Congress of Secrets by Stephanie Burgis
Published: 01.11.2016 by Pyr
Genre: Historical Fiction, Fantasy, YA
Rating: 4.5/5 stars – ★★★★.5
I received this book from the publisher through Edelweiss in exchange for an honest review. This does not affect my opinion in any way.
Synopsis: In 1814, the Congress of Vienna has just begun. Diplomats battle over a new map of Europe, actors vie for a chance at glory, and aristocrats and royals from across the continent come together to celebrate the downfall of Napoleon…among them Lady Caroline Wyndham, a wealthy English widow. But Caroline has a secret: she was born Karolina Vogl, daughter of a radical Viennese printer. When her father was arrested by the secret police, Caroline’s childhood was stolen from her by dark alchemy. Under a new name and nationality, she returns to Vienna determined to save her father even if she has to resort to the same alchemy that nearly broke her before. But she isn’t expecting to meet her father’s old apprentice, Michael Steinhüller, now a charming con man in the middle of his riskiest scheme ever.
When I saw this book on Edelweiss, I was immediately intrigued. Historical fiction? Yes please. Set in Europe? Yes please. With a slight fantasy twist? Yes please. It sounded like everything I want in a book. And then I saw that Lynn from Lynn’s Books really enjoyed it too, so I had to pick it up. I’m so glad to say I wasn’t disappointed.
This book is set during a period in time I barely know anything of, The Congress of Vienna. For those of you who don’t know, the Congress of Vienna took place after Napoleon was defeated and exiled to Elba. It served the purpose of bringing all the rulers and nobility of the countries conquered by Napoleon together, and to have them work out how to divide his empire again.
It’s kind of shameful to say that I barely know anything about the Napoleonic wars, and I knew next to nothing about The Congress of Vienna. It’s extremely embarrassing to admit that, as Belgium was also involved in said wars. We just always seem to be stuck between warring countries.
I absolutely adored this glimpse into the time period. I loved the parties, the luncheons, the carriages, the extreme spending habits of the nobility, the underground pamphleteers, but above all I loved the glimpse into the royals. The Tsar of Russia, politicians from France, the rulers of Prussia, and Emperor Francis of Austria… Isn’t that quite the gathering?
I loved everything about this setting. It felt so vibrant and rich to me, and I could imagine myself walking the streets of Vienna -even though I’ve never been there before. I have the intense desire to do so now, though.
I feel like I can’t tell you much about the story line of this book, because I don’t think the synopsis does so either.
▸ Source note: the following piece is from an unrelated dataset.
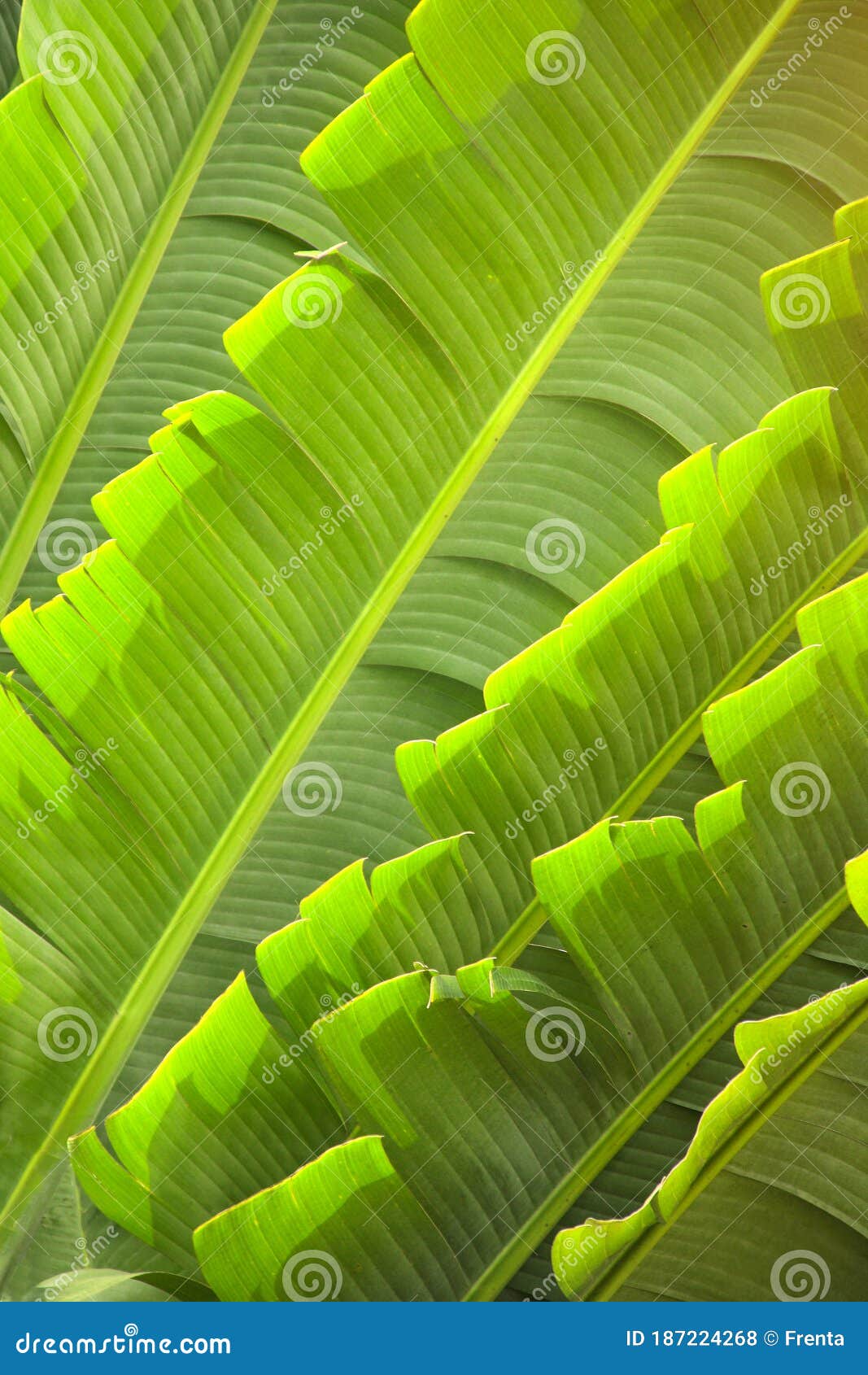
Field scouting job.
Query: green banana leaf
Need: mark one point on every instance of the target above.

All you need to know is that it takes place during the Congress of Vienna -and that not every nobleman or -woman truly is one.
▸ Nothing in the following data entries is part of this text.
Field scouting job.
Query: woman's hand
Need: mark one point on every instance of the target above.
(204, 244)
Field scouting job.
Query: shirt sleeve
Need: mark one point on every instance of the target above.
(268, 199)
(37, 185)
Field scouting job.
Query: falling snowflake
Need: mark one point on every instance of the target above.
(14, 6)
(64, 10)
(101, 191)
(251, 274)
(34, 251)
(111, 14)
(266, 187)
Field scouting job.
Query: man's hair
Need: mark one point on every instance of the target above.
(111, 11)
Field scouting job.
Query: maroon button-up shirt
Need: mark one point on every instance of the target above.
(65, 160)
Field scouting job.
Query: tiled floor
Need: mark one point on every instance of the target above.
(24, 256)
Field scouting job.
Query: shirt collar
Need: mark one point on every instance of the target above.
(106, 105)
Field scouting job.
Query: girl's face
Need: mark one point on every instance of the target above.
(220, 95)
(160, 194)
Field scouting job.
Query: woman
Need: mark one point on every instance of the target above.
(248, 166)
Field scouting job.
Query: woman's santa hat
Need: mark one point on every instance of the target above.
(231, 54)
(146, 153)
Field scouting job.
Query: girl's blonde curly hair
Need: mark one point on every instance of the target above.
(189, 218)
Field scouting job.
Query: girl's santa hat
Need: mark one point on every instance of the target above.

It was a captivating story, and I read at every available moment on the train and metro. I just had to know what would happen next! Especially the last 25% just flew by. I barely even registered that my train had actually arrived.
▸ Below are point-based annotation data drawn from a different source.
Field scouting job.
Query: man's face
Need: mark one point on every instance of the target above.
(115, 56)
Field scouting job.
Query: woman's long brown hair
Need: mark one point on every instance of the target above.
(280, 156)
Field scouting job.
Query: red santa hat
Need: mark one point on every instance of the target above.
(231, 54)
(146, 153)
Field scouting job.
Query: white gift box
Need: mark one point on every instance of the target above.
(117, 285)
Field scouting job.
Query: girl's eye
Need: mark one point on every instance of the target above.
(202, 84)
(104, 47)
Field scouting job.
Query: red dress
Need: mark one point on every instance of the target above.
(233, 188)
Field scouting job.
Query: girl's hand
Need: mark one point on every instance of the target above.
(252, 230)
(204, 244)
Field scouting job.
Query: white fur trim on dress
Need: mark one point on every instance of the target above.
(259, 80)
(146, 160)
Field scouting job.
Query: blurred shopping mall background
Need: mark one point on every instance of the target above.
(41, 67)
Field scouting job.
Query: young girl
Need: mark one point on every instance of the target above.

I also don’t want to tell you too much about the characters, because I feel like you have to get to know them yourself. But here’s the short(ish) version.
The first main character we follow is Michael. He returns to Vienna in disguise, his head full of plans. He was incredibly interesting. He’s charming and kind, and at first it seems like there’s not much going on underneath the charm. But as you get to know him better, you discover some deep hurts he’s been repressing. I loved getting to know his more vulnerable side -and watching him rediscover it.
The second main character is Caroline. I love her so much, she’s such a strong woman. I think it’s safe to say that she’s been through an incredible amount of pain -both physical and emotional. But she is still here, fighting. I have so much admiration for her. And I thought she was incredibly witty. That’s another aspect of this book I really enjoyed. It’s witty, but in a historical way. Instead of sarcasm, they use a more underhanded way of insulting each other or making ridiculous comments. It’s very fun.
We follow several more characters, obviously. One of which is the Emperor of Austria, for whom I feel nothing but contempt. There is also one other person, I don’t want to say who it is, who made me want to set him on fire. He is the typical guy who is angry at a woman because she doesn’t love him back but feels like she should because he’s always been nice to her. GRRR. MAKES ME SO ANGRY.
Overall, I’d highly recommend this book. It was a fun and captivating read, set in a place and period of time I haven’t read many books of. I’ll definitely check out more of this author’s work!